Display lag is most noticeable in games (especially older video-game consoles), with different games affecting the perception of delay. For instance, in World of Warcraft's PvE, a slight input delay is not as critical compared to PvP, or to other games favoring quick reflexes like Counter-Strike. Rhythm-based games, such as Guitar Hero, also require exact timing; display lag will create a noticeable offset between the music and the on-screen prompts. Notably, many games of this type include an option that attempts to calibrate for display lag. Arguably, fighting games such as Street Fighter, Super Smash Bros. Melee and Tekken are the most-affected, since they may require move inputs within extremely tight event windows that sometimes only last 1 frame or 16.67 ms on the screen.

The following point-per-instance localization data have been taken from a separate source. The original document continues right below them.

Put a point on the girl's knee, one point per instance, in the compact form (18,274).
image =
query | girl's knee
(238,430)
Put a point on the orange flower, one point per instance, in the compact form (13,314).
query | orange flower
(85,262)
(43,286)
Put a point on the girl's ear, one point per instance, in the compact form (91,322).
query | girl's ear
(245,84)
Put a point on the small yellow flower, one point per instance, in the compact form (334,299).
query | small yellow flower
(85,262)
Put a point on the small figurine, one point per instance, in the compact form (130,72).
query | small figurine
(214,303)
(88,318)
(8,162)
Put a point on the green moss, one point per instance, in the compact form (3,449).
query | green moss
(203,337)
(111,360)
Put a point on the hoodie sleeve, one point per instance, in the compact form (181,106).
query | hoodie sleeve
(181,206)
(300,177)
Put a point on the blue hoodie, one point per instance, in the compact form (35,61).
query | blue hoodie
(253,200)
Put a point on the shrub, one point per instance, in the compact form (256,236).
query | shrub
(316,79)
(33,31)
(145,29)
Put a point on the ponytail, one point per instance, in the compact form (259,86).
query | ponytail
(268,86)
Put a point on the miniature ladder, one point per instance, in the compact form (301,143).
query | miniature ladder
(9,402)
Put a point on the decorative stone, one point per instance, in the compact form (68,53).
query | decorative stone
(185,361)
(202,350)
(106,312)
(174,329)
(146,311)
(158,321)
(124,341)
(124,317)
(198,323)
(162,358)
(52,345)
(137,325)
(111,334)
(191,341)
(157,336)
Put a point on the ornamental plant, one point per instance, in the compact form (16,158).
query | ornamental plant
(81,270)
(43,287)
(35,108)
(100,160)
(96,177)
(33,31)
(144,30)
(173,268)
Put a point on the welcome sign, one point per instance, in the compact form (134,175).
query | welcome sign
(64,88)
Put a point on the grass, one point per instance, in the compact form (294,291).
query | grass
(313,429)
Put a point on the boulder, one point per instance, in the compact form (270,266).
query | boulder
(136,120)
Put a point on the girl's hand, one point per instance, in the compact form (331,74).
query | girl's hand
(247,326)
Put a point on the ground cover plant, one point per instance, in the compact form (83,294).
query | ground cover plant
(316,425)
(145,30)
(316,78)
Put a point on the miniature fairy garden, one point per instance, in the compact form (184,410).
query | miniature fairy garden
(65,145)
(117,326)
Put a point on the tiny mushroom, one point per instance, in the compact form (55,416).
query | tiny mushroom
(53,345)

By assuming a Gaussian human response time to a particular in-game event, it becomes possible to discuss the effect of lag in terms of probabilities. Given a lag-less display, a human has a certain probability to land his/her input within a window of frames. As video games operate on discrete frames, missing the last frame of the window even by 0.1 ms causes an input to be interpreted a full frame later. Because of this, any amount of lag will affect a human's ability to hit a particular timing window. The severity of this impact is a function of the position and variance of a human's response to a visual cue, the amount of lag introduced, and the size of the timing window. For example, given a very large window of 30 frames, a human would likely have a 99.99% chance of hitting this window. By introducing one frame of lag, the human's ability to hit the 30 frame window would likely remain in the 99.99% range (assuming the human is responding somewhere near the middle of the window). Given a smaller window of say 2 frames, however, the effect of lag becomes much more significant. Assuming the human's response is centered on the 2 frame window and the super-human has a 99.99% chance to hit the window, introducing a full frame of lag causes the success rate to drop all the way to about 50%.

If the game's controller produces additional feedback (rumble, the Wii Remote's speaker, etc.), then the display lag will cause this feedback to not accurately match up with the visuals on-screen, possibly causing extra disorientation (e.g. feeling the controller rumble a split second before a crash into a wall).

TV viewers can be affected as well. If a home theater receiver with external speakers is used, then the display lag causes the audio to be heard earlier than the picture is seen. "Early" audio is more jarring than "late" audio. Many home-theater receivers have a manual audio-delay adjustment which can be set to compensate for display latency.

==Solutions==
=== Game mode ===
Many televisions, scalers and other consumer-display devices now offer what is often called a "game mode" in which the extensive preprocessing responsible for additional lag is specifically sacrificed to decrease, but not eliminate, latency. While typically intended for videogame consoles, this feature is also useful for other interactive applications. Similar options have long been available on home audio hardware and modems for the same reason. Connection through VGA cable or component should eliminate perceivable input lag on many TVs even if they already have a game mode. Advanced post-processing is non existent on analog connection and the signal traverses without delay.

===Renaming input===
A television may have a picture mode that reduces display lag for computers. Some Samsung and LG televisions automatically reduce lag for a specific input port if the user renames the port to "PC".

== Display lag versus response time ==
LCD screens with a high response-time value often do not give satisfactory experience when viewing fast-moving images (they often leave streaks or blur; called ghosting). But an LCD screen with both high response time and significant display lag is unsuitable for playing fast-paced computer games or performing fast high-accuracy operations on the screen, due to the mouse cursor lagging behind.